- Born: June 26, 1983 (age 42) Mueang Kanchanaburi, Kanchanaburi province, Thailand
- Other name: Nui
- Education: University of the Thai Chamber of Commerce (Faculty of Communication Arts)
- Occupations: DJ, actor, voice actor, YouTuber, host, news anchor
- Agent: A-Time Media
- Known for: Taurus Mask in The Mask Singer (Zodiac season)
- Notable work: The Mask Singer Thailand (Panelist), I Can See Your Voice Thailand (Detective)

= Thanawat Prasitsomporn =

Thanawat Prasitsomporn (ธนวัฒน์ ประสิทธิสมพร), better known as DJ Nui, was born on Sunday, June 26, 1983, in Mueang District, Kanchanaburi Province.
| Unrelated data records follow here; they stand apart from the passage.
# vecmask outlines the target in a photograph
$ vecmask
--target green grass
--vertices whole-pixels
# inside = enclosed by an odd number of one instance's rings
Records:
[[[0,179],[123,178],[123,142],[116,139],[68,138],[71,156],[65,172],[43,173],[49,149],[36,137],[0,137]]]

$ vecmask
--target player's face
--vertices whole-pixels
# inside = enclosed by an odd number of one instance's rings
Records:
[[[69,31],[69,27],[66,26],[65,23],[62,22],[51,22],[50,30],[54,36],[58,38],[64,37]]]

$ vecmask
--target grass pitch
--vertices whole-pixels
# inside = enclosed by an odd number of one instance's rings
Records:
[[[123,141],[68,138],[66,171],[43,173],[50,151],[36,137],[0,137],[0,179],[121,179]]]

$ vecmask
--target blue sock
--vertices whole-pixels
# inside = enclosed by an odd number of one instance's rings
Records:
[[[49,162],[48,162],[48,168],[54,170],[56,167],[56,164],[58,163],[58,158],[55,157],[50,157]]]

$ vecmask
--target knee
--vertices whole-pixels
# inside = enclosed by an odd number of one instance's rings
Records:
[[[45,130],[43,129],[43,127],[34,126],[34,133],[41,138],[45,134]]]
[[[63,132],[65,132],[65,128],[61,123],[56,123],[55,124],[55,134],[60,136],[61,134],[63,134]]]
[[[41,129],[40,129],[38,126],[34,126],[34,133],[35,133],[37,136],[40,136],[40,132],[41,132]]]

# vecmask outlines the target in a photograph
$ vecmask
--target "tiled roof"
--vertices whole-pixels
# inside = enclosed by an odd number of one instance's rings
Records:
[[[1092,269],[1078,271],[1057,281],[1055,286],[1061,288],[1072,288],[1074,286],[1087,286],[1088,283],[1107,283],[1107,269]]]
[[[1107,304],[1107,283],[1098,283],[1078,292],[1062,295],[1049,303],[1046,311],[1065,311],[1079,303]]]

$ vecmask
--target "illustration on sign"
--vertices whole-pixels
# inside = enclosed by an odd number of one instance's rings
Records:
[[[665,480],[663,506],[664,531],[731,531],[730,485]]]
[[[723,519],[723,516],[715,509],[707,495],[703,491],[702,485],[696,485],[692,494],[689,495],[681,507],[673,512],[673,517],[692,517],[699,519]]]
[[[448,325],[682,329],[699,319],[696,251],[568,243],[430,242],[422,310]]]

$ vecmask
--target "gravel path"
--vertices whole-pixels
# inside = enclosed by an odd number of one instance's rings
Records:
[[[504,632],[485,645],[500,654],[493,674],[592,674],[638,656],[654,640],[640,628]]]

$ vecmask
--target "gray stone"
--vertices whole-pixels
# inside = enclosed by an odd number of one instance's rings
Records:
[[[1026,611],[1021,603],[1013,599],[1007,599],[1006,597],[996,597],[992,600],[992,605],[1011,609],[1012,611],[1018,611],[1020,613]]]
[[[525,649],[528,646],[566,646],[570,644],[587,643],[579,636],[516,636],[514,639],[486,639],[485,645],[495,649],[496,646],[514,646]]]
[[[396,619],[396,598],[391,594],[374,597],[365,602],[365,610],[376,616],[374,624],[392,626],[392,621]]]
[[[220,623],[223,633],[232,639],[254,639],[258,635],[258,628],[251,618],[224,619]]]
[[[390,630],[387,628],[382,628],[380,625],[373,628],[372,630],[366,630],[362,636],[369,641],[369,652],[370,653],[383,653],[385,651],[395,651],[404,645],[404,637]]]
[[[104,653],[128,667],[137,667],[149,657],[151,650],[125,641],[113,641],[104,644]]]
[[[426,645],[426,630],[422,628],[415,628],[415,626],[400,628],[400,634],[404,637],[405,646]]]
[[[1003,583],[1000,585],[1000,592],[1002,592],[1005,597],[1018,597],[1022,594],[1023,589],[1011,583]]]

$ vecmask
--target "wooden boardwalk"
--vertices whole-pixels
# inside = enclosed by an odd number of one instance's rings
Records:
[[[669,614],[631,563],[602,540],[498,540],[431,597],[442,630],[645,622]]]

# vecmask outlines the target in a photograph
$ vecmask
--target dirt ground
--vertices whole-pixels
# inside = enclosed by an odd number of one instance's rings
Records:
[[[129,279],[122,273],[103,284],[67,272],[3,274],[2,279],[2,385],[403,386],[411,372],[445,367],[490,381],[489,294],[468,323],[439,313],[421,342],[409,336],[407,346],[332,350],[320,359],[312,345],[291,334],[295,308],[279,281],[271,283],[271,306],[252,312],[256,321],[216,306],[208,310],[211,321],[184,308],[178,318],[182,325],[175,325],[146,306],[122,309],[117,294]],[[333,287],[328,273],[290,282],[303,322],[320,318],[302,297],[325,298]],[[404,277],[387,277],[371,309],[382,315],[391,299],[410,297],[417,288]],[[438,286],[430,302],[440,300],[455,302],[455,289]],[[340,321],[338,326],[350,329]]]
He completed his secondary education at Visuttharangsi School in Kanchanaburi before graduating from the Faculty of Communication Arts, majoring in Radio and Television, at the University of the Thai Chamber of Commerce.

He began his career as a radio DJ for 94 EFM, starting as a news reader for the program Chae Tae Chao alongside DJs Moddam and Krit on Thursdays, Fridays, and Saturdays. This role earned him the nickname "Nui Chae Tae Chao" after the program's title. In addition to radio, he is a prolific voice actor and has appeared in numerous films and television dramas. He is also widely recognized as a permanent panelist on The Mask Singer Thailand and a "detective" on I Can See Your Voice Thailand.